Poets who take the trouble to send work to magazines are doing the field a favor. It shouldn’t be hard. Feel free to use the form below, but we’ll look at poems that reach us in e-mails, by snail mail, or by carrier pigeon. If you do it the old way, please do provide return postage (self-addressed, stamped envelope) or properly trained return pigeon. If using the portal or e-mail, please combine poems in a single Word file or pdf.
Whatever form submission takes, it is helpful to put contact data on each page (no need for anonymity) and to include a short autobiographical statement. Though five poems is a good traditional number, we really don’t care how many or few you send. Translations are welcome, especially from poets not named Rilke. Cover letters or statements are welcome, not required. We use art occasionally but don’t have a place for reviews.
We do look at simultaneous submissions. The cards are stacked enough against poets without asking them to wait around for dawdling editors. But we now read on a monthly cycle and strive to respond within two. In addition, we will consider one–only one, please–previously published poem per submission.
BU is essentially a non-paying market. We look forward to changing that. For the present, eight writers per year receive small honoraria: the two whose poems lead off our two issues, and our six annual Pushcart Prize nominees.
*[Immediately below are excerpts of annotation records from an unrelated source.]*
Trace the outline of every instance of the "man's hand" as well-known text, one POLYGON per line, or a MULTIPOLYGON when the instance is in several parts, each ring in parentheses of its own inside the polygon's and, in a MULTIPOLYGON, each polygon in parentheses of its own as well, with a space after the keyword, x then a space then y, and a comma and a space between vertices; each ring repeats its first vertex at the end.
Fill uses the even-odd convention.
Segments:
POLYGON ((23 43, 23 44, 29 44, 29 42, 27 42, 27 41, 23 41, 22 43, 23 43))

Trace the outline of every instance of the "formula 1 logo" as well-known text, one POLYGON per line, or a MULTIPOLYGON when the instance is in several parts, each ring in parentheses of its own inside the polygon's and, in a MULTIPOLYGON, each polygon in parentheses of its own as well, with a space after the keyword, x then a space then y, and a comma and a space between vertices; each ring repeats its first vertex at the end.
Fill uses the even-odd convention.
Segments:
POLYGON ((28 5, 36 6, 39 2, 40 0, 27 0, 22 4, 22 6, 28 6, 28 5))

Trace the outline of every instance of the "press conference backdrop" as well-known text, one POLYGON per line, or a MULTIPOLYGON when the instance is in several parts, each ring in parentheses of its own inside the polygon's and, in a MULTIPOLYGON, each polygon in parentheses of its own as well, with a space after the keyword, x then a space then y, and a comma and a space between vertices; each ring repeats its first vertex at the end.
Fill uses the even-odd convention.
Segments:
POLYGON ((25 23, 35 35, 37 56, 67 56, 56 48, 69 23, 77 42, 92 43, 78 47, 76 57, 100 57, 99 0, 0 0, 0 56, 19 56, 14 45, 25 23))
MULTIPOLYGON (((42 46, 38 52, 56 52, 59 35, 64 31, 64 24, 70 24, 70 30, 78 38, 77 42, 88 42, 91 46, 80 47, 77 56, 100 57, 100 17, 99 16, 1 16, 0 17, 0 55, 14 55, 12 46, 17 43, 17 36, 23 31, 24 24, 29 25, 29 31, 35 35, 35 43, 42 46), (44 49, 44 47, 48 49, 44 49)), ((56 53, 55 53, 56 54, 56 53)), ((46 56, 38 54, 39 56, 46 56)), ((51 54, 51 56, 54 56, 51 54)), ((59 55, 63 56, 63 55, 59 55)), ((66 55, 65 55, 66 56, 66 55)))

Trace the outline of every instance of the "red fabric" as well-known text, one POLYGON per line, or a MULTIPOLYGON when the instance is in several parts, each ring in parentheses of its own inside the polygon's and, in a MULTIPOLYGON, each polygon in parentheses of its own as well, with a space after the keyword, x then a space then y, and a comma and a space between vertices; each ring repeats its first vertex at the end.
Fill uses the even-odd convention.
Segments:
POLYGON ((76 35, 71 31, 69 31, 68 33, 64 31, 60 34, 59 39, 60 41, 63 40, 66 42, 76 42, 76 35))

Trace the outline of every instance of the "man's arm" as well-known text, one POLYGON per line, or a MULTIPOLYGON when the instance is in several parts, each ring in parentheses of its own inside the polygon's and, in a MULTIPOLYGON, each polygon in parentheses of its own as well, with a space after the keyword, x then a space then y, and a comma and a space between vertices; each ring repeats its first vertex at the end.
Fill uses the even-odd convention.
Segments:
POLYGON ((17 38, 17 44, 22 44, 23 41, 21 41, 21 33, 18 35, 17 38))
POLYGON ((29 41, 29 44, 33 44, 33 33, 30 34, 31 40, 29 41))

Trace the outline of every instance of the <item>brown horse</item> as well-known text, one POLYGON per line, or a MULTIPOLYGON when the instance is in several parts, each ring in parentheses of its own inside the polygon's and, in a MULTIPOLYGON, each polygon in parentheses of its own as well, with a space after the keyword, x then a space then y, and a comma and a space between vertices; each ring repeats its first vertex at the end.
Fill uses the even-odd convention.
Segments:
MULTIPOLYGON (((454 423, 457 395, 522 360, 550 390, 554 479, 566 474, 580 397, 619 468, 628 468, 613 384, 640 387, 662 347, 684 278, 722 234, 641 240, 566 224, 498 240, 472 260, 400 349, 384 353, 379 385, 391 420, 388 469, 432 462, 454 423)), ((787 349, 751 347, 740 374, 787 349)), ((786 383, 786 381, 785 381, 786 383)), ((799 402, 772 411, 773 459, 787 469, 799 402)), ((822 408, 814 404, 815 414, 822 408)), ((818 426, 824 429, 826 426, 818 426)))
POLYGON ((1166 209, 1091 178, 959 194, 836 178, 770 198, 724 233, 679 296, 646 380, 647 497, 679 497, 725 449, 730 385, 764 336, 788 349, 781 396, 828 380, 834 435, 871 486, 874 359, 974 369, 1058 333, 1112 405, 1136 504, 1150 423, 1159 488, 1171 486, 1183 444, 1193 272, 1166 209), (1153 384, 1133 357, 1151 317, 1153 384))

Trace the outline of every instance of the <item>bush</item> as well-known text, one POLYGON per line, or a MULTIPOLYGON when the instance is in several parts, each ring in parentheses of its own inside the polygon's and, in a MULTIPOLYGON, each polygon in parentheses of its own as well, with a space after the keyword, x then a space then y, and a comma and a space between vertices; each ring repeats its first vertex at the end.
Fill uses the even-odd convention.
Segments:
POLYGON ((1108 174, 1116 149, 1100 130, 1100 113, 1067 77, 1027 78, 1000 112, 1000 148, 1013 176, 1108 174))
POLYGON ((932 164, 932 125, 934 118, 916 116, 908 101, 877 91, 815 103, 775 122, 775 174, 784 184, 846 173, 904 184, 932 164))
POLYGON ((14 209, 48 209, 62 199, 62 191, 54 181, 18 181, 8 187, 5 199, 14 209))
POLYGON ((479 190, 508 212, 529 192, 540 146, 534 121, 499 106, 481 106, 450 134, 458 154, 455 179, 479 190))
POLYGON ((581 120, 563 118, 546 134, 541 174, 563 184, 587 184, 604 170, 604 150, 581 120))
What we like: BU is known for welcoming formal verse, and this welcome continues. We’re impressed by poems that read as though the poet had simply thought in the form, without forced rhymes, weak words inserted to satisfy the meter, and the like. Every formal writer knows how much effort goes into seeming effortlessness.
But we look for no lesser effort in non-formal verse. We’re alert for the original metaphorical image that may take a moment to prove itself just right; the unexpected word that says more than the familiar one; the sharply observed detail that brings a thing alive. We do not tolerate clichés.
We do tolerate a bit of mystery. We don’t share the widespread allergy toward poems that require rereading or resist paraphrase: al dente poems, you might call them. Given a choice, we’ll take the puzzling piece over the flat one. The uneven poem with a few resonant lines may edge out a smoother but more conventional one. Caution might not pay!